A comprehensive factor library management system for quantitative trading research

Project description

FactorDBMS

A comprehensive factor library management system for quantitative trading research.

Features

  • Unified Operator Mapping: Integrates operators from different factor mining frameworks (gpfactor, masfactorMiner; mas1 legacy) into a common set of operations
  • Expression Processing: Parse and calculate factor expressions across frameworks; normalization is available (auto-detect by default, can be disabled when you already use unified names)
  • Factor Evaluation: 30+ evaluation metrics including IC, monotonicity, returns, and distribution statistics
  • Orthogonality Analysis: Comprehensive factor redundancy analysis with correlation, clustering, and selection algorithms
  • Database Storage: ClickHouse-based storage for factor values and metadata
  • Automated Factor Management: Factor registration, calculation, and lifecycle management

Installation

# Clone the repository
git clone https://github.com/ElenYoung/FactorDBMS.git
cd FactorDBMS

# Install dependencies
pip install -r requirements.txt

# Install the package
pip install -e .

Configuration

Create a .env file in the project root with your ClickHouse database credentials:

DB_HOST=localhost
DB_PORT=9000
DB_USER=default
DB_PASSWORD=your_password

Quick Start

1. Expression Processing

from factordb import ExpressionNormalizer, ExpressionCalculator

# Normalize expressions from different frameworks (optional)
normalizer = ExpressionNormalizer()

# gpfactor (C++ style)
expr = normalizer.normalize_expression('sub(close)(low)', 'gpfactor')
# Result: 'sub(close, low)'

# mas1 (CamelCase style)
expr = normalizer.normalize_expression('Mul(Rank(close), EMA(volume, 5))', 'mas1')
# Result: 'mul(cs_rank(close), ts_ema(volume, 5))'

# Calculate factor values (normalization is enabled by default, pass normalize=False to skip)
calculator = ExpressionCalculator()
factor_values = calculator.calculate('ts_mean(close, 20)', market_data)          # auto-detect framework
factor_values_no_norm = calculator.calculate('ts_mean(close, 20)', market_data, normalize=False)

2. Parse Mining Results

from factordb.parsers import parse_factor_file

# Auto-detect framework and parse (supports gpfactor, masfactorMiner; mas1 legacy mapping)
factors = parse_factor_file('path/to/mining_results.json')

for factor in factors:
    print(f"Expression: {factor.normalized_expression}")
    print(f"IC Mean: {factor.get_metric('ic_mean')}")

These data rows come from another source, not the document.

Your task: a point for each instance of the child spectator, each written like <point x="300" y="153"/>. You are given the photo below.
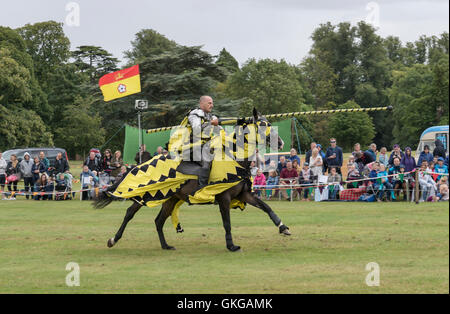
<point x="25" y="168"/>
<point x="37" y="169"/>
<point x="259" y="181"/>
<point x="44" y="188"/>
<point x="383" y="158"/>
<point x="353" y="175"/>
<point x="426" y="182"/>
<point x="122" y="173"/>
<point x="44" y="160"/>
<point x="117" y="163"/>
<point x="384" y="185"/>
<point x="107" y="162"/>
<point x="288" y="177"/>
<point x="3" y="165"/>
<point x="394" y="172"/>
<point x="272" y="180"/>
<point x="443" y="191"/>
<point x="408" y="160"/>
<point x="88" y="179"/>
<point x="13" y="174"/>
<point x="316" y="163"/>
<point x="425" y="155"/>
<point x="334" y="179"/>
<point x="440" y="168"/>
<point x="350" y="162"/>
<point x="306" y="177"/>
<point x="374" y="173"/>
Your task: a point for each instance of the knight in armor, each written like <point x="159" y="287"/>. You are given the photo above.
<point x="202" y="122"/>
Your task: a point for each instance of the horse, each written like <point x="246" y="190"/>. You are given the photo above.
<point x="241" y="192"/>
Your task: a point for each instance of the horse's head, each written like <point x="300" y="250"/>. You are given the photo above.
<point x="266" y="131"/>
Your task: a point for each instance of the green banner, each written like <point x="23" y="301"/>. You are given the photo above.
<point x="151" y="141"/>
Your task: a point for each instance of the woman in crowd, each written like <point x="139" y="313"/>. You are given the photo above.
<point x="117" y="163"/>
<point x="334" y="179"/>
<point x="426" y="182"/>
<point x="37" y="169"/>
<point x="44" y="188"/>
<point x="306" y="177"/>
<point x="408" y="160"/>
<point x="3" y="165"/>
<point x="383" y="158"/>
<point x="259" y="181"/>
<point x="13" y="173"/>
<point x="425" y="155"/>
<point x="316" y="163"/>
<point x="107" y="162"/>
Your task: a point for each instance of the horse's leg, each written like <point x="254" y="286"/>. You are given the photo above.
<point x="164" y="213"/>
<point x="224" y="205"/>
<point x="254" y="201"/>
<point x="128" y="216"/>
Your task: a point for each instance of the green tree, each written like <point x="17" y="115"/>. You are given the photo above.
<point x="227" y="61"/>
<point x="48" y="46"/>
<point x="148" y="43"/>
<point x="351" y="128"/>
<point x="269" y="85"/>
<point x="22" y="128"/>
<point x="94" y="62"/>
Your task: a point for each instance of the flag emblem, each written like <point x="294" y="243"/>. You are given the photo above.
<point x="121" y="83"/>
<point x="122" y="88"/>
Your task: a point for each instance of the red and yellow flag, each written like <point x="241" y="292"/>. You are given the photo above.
<point x="121" y="83"/>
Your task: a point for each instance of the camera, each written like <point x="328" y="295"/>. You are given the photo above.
<point x="141" y="104"/>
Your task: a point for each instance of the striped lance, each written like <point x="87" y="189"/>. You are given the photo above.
<point x="225" y="121"/>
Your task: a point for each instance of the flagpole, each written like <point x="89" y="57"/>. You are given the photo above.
<point x="140" y="140"/>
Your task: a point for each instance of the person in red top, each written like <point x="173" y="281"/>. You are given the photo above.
<point x="288" y="176"/>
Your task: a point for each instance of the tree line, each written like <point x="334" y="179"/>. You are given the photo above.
<point x="49" y="94"/>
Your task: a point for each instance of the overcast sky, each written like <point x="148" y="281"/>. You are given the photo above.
<point x="246" y="28"/>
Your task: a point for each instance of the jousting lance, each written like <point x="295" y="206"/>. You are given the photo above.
<point x="225" y="121"/>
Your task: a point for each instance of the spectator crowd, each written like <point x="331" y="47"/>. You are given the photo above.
<point x="369" y="173"/>
<point x="319" y="177"/>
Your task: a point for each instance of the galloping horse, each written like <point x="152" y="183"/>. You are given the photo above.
<point x="240" y="192"/>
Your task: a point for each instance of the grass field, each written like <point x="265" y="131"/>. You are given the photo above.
<point x="327" y="253"/>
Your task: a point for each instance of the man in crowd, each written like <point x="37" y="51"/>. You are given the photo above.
<point x="144" y="155"/>
<point x="334" y="156"/>
<point x="25" y="167"/>
<point x="93" y="163"/>
<point x="281" y="164"/>
<point x="159" y="151"/>
<point x="425" y="155"/>
<point x="396" y="153"/>
<point x="293" y="156"/>
<point x="373" y="150"/>
<point x="308" y="153"/>
<point x="288" y="176"/>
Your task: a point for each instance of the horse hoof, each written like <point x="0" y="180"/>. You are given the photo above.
<point x="284" y="230"/>
<point x="234" y="248"/>
<point x="111" y="242"/>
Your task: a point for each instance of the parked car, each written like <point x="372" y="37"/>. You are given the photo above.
<point x="50" y="153"/>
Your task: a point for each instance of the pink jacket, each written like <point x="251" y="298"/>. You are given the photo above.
<point x="259" y="180"/>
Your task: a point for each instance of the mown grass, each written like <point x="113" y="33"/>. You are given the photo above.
<point x="327" y="253"/>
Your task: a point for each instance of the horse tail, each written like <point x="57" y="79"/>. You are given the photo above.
<point x="105" y="197"/>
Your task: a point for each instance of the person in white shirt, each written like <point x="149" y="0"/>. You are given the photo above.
<point x="426" y="182"/>
<point x="3" y="165"/>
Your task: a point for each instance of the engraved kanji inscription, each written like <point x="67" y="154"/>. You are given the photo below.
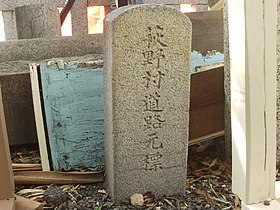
<point x="153" y="79"/>
<point x="153" y="162"/>
<point x="151" y="103"/>
<point x="153" y="122"/>
<point x="154" y="51"/>
<point x="154" y="141"/>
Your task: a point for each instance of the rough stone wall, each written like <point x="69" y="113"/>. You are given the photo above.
<point x="227" y="84"/>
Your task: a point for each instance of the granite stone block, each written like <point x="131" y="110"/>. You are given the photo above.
<point x="147" y="80"/>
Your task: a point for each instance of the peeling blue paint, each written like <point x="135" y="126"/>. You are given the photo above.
<point x="73" y="102"/>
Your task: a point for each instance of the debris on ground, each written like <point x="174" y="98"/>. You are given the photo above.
<point x="208" y="186"/>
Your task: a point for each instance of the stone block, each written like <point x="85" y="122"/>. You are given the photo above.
<point x="17" y="101"/>
<point x="147" y="79"/>
<point x="37" y="21"/>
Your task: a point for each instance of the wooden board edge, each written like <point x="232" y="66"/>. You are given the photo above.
<point x="39" y="117"/>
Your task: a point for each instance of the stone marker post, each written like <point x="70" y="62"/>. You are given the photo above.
<point x="147" y="80"/>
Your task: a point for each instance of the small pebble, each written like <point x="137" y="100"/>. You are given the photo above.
<point x="266" y="203"/>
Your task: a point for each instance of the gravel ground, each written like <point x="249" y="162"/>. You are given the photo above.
<point x="208" y="186"/>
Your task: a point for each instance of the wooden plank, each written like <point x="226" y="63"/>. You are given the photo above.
<point x="206" y="137"/>
<point x="6" y="174"/>
<point x="206" y="103"/>
<point x="8" y="204"/>
<point x="218" y="6"/>
<point x="207" y="88"/>
<point x="39" y="117"/>
<point x="51" y="177"/>
<point x="253" y="93"/>
<point x="73" y="104"/>
<point x="206" y="120"/>
<point x="207" y="31"/>
<point x="26" y="167"/>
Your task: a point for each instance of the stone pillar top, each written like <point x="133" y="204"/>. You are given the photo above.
<point x="147" y="76"/>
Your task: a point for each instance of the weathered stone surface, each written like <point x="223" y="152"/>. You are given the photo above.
<point x="37" y="21"/>
<point x="147" y="77"/>
<point x="9" y="25"/>
<point x="40" y="49"/>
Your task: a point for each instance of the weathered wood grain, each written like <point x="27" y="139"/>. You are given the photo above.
<point x="73" y="103"/>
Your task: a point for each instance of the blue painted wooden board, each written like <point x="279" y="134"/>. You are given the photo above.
<point x="73" y="102"/>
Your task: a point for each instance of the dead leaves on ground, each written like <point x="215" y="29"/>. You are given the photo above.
<point x="209" y="178"/>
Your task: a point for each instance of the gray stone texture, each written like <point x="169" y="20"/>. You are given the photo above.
<point x="147" y="79"/>
<point x="9" y="25"/>
<point x="37" y="21"/>
<point x="17" y="101"/>
<point x="39" y="49"/>
<point x="228" y="140"/>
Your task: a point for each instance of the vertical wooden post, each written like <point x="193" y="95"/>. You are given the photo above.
<point x="121" y="3"/>
<point x="6" y="174"/>
<point x="252" y="46"/>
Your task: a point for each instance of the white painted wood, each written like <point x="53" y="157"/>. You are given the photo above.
<point x="252" y="40"/>
<point x="39" y="118"/>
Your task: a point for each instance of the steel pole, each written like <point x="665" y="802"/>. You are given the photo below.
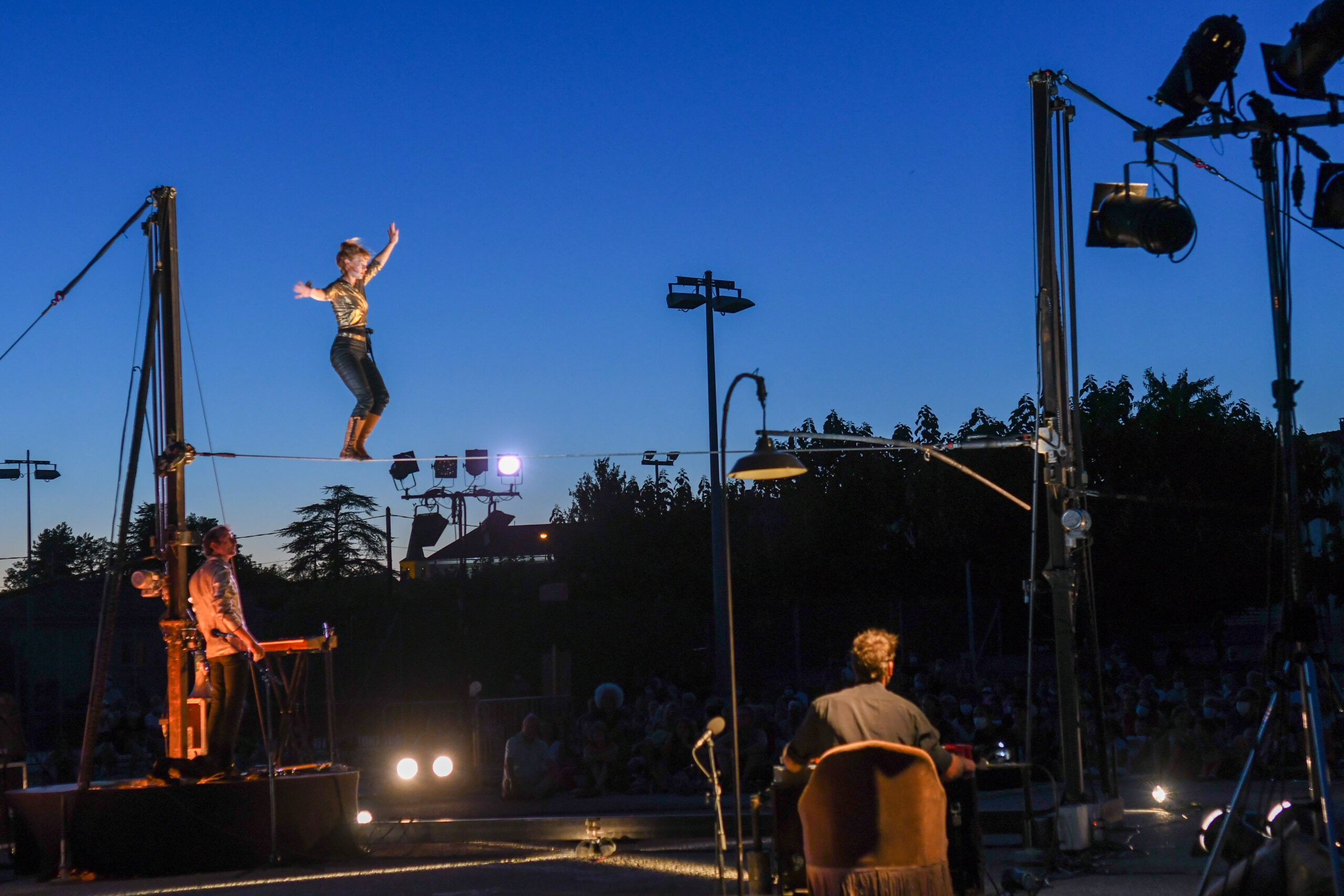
<point x="717" y="544"/>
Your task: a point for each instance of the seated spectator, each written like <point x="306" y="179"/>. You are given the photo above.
<point x="529" y="772"/>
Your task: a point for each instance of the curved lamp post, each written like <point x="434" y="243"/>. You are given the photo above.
<point x="765" y="462"/>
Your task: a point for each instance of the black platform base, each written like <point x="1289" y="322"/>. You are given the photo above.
<point x="124" y="832"/>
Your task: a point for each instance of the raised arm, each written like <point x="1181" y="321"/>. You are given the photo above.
<point x="393" y="236"/>
<point x="306" y="291"/>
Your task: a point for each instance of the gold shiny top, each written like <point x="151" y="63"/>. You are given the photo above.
<point x="349" y="299"/>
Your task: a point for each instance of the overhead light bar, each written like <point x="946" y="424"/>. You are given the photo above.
<point x="1208" y="62"/>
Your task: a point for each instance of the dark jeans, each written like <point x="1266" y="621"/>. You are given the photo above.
<point x="229" y="678"/>
<point x="355" y="364"/>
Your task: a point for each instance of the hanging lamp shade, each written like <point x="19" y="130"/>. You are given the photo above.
<point x="765" y="462"/>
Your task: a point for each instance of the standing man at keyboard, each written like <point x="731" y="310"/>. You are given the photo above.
<point x="867" y="711"/>
<point x="218" y="608"/>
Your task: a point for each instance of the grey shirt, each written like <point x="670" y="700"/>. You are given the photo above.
<point x="865" y="712"/>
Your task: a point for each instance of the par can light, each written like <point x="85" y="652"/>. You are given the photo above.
<point x="1209" y="61"/>
<point x="1297" y="69"/>
<point x="1132" y="219"/>
<point x="1330" y="198"/>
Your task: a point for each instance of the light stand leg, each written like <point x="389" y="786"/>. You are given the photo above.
<point x="1234" y="805"/>
<point x="1319" y="773"/>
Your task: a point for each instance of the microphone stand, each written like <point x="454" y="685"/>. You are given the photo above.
<point x="721" y="842"/>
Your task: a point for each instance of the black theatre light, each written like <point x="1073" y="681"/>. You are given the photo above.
<point x="1297" y="69"/>
<point x="404" y="468"/>
<point x="425" y="530"/>
<point x="1209" y="61"/>
<point x="1126" y="217"/>
<point x="478" y="461"/>
<point x="1330" y="198"/>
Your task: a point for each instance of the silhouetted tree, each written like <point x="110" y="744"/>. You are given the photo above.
<point x="332" y="539"/>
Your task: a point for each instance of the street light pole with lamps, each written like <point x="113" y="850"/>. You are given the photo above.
<point x="714" y="300"/>
<point x="765" y="462"/>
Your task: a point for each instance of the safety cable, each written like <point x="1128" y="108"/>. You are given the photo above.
<point x="61" y="293"/>
<point x="201" y="394"/>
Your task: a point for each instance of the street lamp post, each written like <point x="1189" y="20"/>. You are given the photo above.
<point x="652" y="460"/>
<point x="46" y="476"/>
<point x="765" y="462"/>
<point x="714" y="300"/>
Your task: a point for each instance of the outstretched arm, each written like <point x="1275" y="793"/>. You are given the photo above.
<point x="306" y="291"/>
<point x="393" y="236"/>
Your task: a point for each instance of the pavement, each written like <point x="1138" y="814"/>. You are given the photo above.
<point x="1150" y="855"/>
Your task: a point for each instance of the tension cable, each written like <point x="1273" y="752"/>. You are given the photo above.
<point x="61" y="293"/>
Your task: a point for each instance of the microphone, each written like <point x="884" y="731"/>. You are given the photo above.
<point x="711" y="730"/>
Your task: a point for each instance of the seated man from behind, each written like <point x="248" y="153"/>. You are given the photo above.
<point x="867" y="711"/>
<point x="527" y="763"/>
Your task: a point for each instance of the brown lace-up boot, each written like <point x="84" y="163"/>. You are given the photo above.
<point x="370" y="422"/>
<point x="353" y="428"/>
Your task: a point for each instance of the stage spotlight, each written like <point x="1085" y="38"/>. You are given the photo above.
<point x="1133" y="219"/>
<point x="1297" y="69"/>
<point x="1209" y="59"/>
<point x="1330" y="199"/>
<point x="478" y="461"/>
<point x="425" y="530"/>
<point x="404" y="468"/>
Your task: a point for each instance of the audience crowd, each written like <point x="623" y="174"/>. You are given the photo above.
<point x="1175" y="723"/>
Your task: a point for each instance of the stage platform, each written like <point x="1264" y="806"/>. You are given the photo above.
<point x="124" y="829"/>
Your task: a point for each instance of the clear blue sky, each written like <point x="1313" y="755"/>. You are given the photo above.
<point x="862" y="171"/>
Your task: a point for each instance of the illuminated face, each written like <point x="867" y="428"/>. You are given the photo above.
<point x="356" y="267"/>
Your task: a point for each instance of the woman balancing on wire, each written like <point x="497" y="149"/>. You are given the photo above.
<point x="353" y="355"/>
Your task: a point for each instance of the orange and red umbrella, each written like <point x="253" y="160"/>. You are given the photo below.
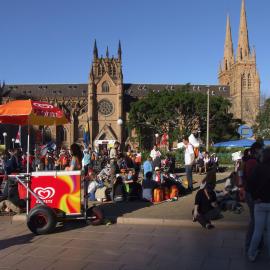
<point x="29" y="112"/>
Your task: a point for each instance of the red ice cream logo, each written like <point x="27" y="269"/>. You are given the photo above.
<point x="43" y="105"/>
<point x="44" y="193"/>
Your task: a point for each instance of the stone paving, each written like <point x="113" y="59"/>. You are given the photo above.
<point x="124" y="247"/>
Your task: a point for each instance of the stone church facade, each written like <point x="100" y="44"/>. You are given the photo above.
<point x="102" y="105"/>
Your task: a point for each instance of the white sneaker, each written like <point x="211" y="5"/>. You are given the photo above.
<point x="252" y="258"/>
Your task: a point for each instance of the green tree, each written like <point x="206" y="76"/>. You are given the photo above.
<point x="182" y="112"/>
<point x="262" y="129"/>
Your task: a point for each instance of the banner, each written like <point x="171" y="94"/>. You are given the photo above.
<point x="60" y="190"/>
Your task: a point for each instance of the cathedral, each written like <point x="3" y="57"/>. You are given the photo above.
<point x="240" y="73"/>
<point x="101" y="106"/>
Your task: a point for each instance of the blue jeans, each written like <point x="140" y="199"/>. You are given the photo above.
<point x="262" y="221"/>
<point x="189" y="176"/>
<point x="250" y="204"/>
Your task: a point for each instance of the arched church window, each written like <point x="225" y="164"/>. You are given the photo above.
<point x="244" y="81"/>
<point x="47" y="134"/>
<point x="62" y="133"/>
<point x="249" y="81"/>
<point x="105" y="87"/>
<point x="113" y="70"/>
<point x="81" y="132"/>
<point x="101" y="70"/>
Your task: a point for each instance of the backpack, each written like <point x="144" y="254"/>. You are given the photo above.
<point x="196" y="151"/>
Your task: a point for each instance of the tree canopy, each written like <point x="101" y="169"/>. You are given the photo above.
<point x="181" y="112"/>
<point x="262" y="129"/>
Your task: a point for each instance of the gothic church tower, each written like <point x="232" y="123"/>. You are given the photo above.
<point x="105" y="95"/>
<point x="240" y="73"/>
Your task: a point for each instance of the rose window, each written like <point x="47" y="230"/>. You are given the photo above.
<point x="105" y="107"/>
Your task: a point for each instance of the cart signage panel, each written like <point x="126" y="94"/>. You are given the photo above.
<point x="60" y="190"/>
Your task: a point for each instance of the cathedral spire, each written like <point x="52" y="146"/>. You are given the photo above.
<point x="243" y="50"/>
<point x="119" y="50"/>
<point x="228" y="47"/>
<point x="95" y="51"/>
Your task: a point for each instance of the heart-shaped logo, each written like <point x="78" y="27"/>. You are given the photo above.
<point x="44" y="193"/>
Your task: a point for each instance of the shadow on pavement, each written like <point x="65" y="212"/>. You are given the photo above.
<point x="114" y="210"/>
<point x="16" y="240"/>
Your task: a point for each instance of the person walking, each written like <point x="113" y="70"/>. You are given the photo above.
<point x="260" y="193"/>
<point x="189" y="160"/>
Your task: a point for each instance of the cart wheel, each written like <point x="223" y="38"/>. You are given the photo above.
<point x="41" y="220"/>
<point x="94" y="216"/>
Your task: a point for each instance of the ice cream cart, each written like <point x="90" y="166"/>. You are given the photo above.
<point x="56" y="196"/>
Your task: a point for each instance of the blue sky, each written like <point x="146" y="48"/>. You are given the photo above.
<point x="163" y="41"/>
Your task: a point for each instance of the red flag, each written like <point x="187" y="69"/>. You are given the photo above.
<point x="18" y="136"/>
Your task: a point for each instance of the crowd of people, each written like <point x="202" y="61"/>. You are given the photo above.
<point x="123" y="176"/>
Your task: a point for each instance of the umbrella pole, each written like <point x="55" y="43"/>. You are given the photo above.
<point x="27" y="169"/>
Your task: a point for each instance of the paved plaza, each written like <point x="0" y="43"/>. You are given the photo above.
<point x="124" y="247"/>
<point x="169" y="241"/>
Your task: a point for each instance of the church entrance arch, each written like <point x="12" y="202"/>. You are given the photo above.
<point x="105" y="139"/>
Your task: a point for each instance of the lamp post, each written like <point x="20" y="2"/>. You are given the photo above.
<point x="199" y="133"/>
<point x="120" y="123"/>
<point x="207" y="121"/>
<point x="156" y="135"/>
<point x="5" y="135"/>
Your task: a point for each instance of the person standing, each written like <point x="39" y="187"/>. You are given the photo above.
<point x="76" y="161"/>
<point x="114" y="152"/>
<point x="249" y="164"/>
<point x="260" y="193"/>
<point x="147" y="166"/>
<point x="189" y="160"/>
<point x="156" y="156"/>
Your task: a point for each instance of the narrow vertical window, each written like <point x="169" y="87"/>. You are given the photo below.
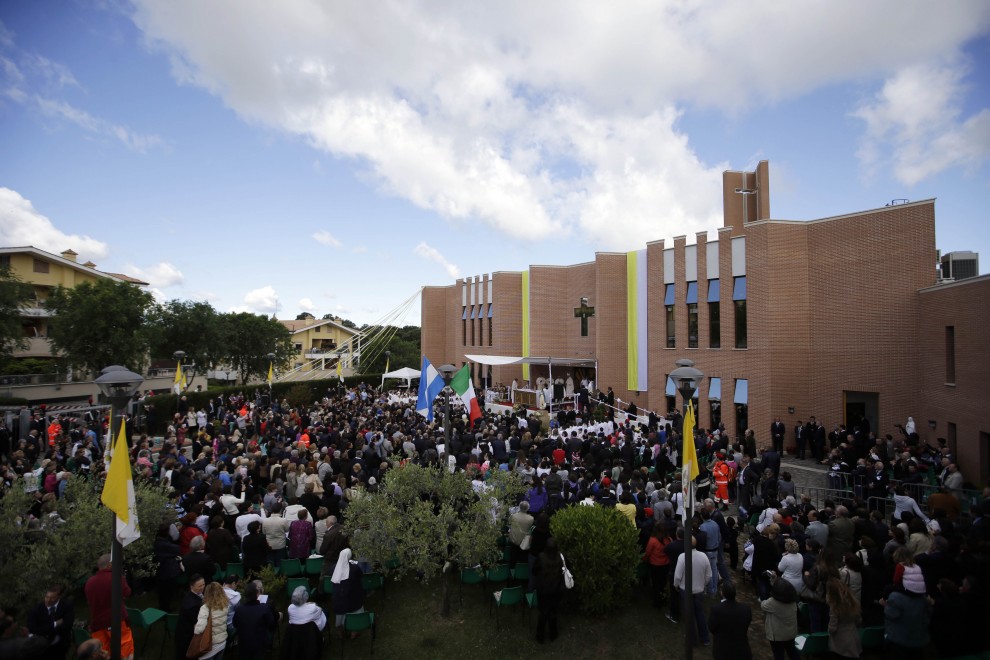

3. Standalone Factor Analysis (for out-of-DB or US-equity data)

If you just want to compute/analyze factor expressions on arbitrary data (CSV/Parquet/ClickHouse) without using the full FactorDB pipeline:

from factor_analysis import FactorAnalysisConfig, FactorAnalysis, FactorAnalyzer

# Load config (YAML) defining data source/columns
cfg = FactorAnalysisConfig.from_yaml('path/to/factor_analysis.yaml')

# Calculate factor values
fa = FactorAnalysis(cfg)
values = fa.calculate('ts_mean(close, 20)')  # returns Series with MultiIndex (code, date)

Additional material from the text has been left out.